European Parliament Elections: The Wonder of Wikipedia

Wikipedia hosts not only basic factual information regarding the recent elections but excellent analysis as well, particularly regarding the relative efficacy this time of preference voting with  3 out of 13 getting positions thanks to preference voting: Zaborska (KDH), Mikolasik (KDH) and Paska (SNS–though helped perhaps by his famous Smer namesake?).   Full information is here.

http://en.wikipedia.org/wiki/European_Parliament_election,_2009_(Slovakia)

Thanks to a reader for pointing it out and…I suspect…for providing the said analysis.

1 thought on European Parliament Elections: The Wonder of Wikipedia

  1. With regard to 3 out of 13, it depends how you look at it.

    Three of the thirteen are people who would not have got their positions if preference voting didn’t exist (as it doesn’t in Britain), as their list positions would not have been high enough.

    However, given the system exists as it is; if (for example) Peter Stastny’s 41847 personal voters had all gone and voted for another candidate then he wouldn’t be in Parliament either, as that candidate would have jumped into the top two of the SDKU ranking and it would be irrelevant that Stastny was in the top two of his party’s submitted list – so he could be said to owe his position to preference voting too. There are (including Stastny) a further 8 candidates about whom this could be said(*), so we could also say that 11 of the 13 got their positions due to preference voting.

    The “ranking is done on order of preference votes” rule doesn’t apply for candidates who get preferences from less than 10 percent of their party’s total voters (and each voter is allowed to use 0, 1 or 2 preference votes so the total cast is something like 150 percent). The party’s own list ordering only determines who is elected if a party has won more seats than it has candidates who have gained more preference votes from more than 10 percent of its voters. This applied for SMER only this time. Elected on this basis were Monika Smolkova (who was also the fourth most preferred SMER candidate although she received votes from only 5,97 percent of SMER voters, so would also have been elected if the 10 percent rule didn’t exist) and Katarina Nevedalova (who actually ranked 10th in terms of preferences from SMER voters and could truly be said to owe her position exclusively to the party’s own ordering).
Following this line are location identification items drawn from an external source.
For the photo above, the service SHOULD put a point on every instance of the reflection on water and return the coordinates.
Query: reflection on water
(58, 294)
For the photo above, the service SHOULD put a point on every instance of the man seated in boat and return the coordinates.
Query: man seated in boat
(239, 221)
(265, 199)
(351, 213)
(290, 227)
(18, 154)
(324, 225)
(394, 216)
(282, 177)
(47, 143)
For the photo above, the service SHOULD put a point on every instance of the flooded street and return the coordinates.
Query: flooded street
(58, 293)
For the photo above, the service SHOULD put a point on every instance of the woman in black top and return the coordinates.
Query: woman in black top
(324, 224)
    I don’t have numbers on this, but my understanding is that in National Parliamentary Elections this has much less impact on who is elected. Even though each voter gets 4 preference votes (not 2), and a candidate only needs 3 percent of his party’s voters to support him (not 10). Because a party in parliament must have at least 8 MPs, and the preference votes tend to be concentrated around nationally known politicians who are at the top of the list anyway, there are always seats available to be given out in list order to candidates who don’t have the personal preferences. Again I don’t know if this is true, but I perhaps recall seeing someone write that the only one guy out of the 150 elected in the 2006 election was a person from lower down the list who had been elected solely through preference voting – if I recall correctly he was from SMK.

    (*) This is a bit more complicated in the case of SMER candidates, because if all their preference votes moved to *one* candidate, there would still be only three party candidates with support from more than 10 percent of SMER voters, and Benova, Zala or Manova would still get elected on the basis of the list ordering – it is still true however that they would have been out of parliament if their preference votes had fallen in a particular pattern to several candidates, (so the safest place from their point of view for those votes to be is their own basket) – and it is also true that the part of the electoral law under which they were elected was preference voting, not the party list.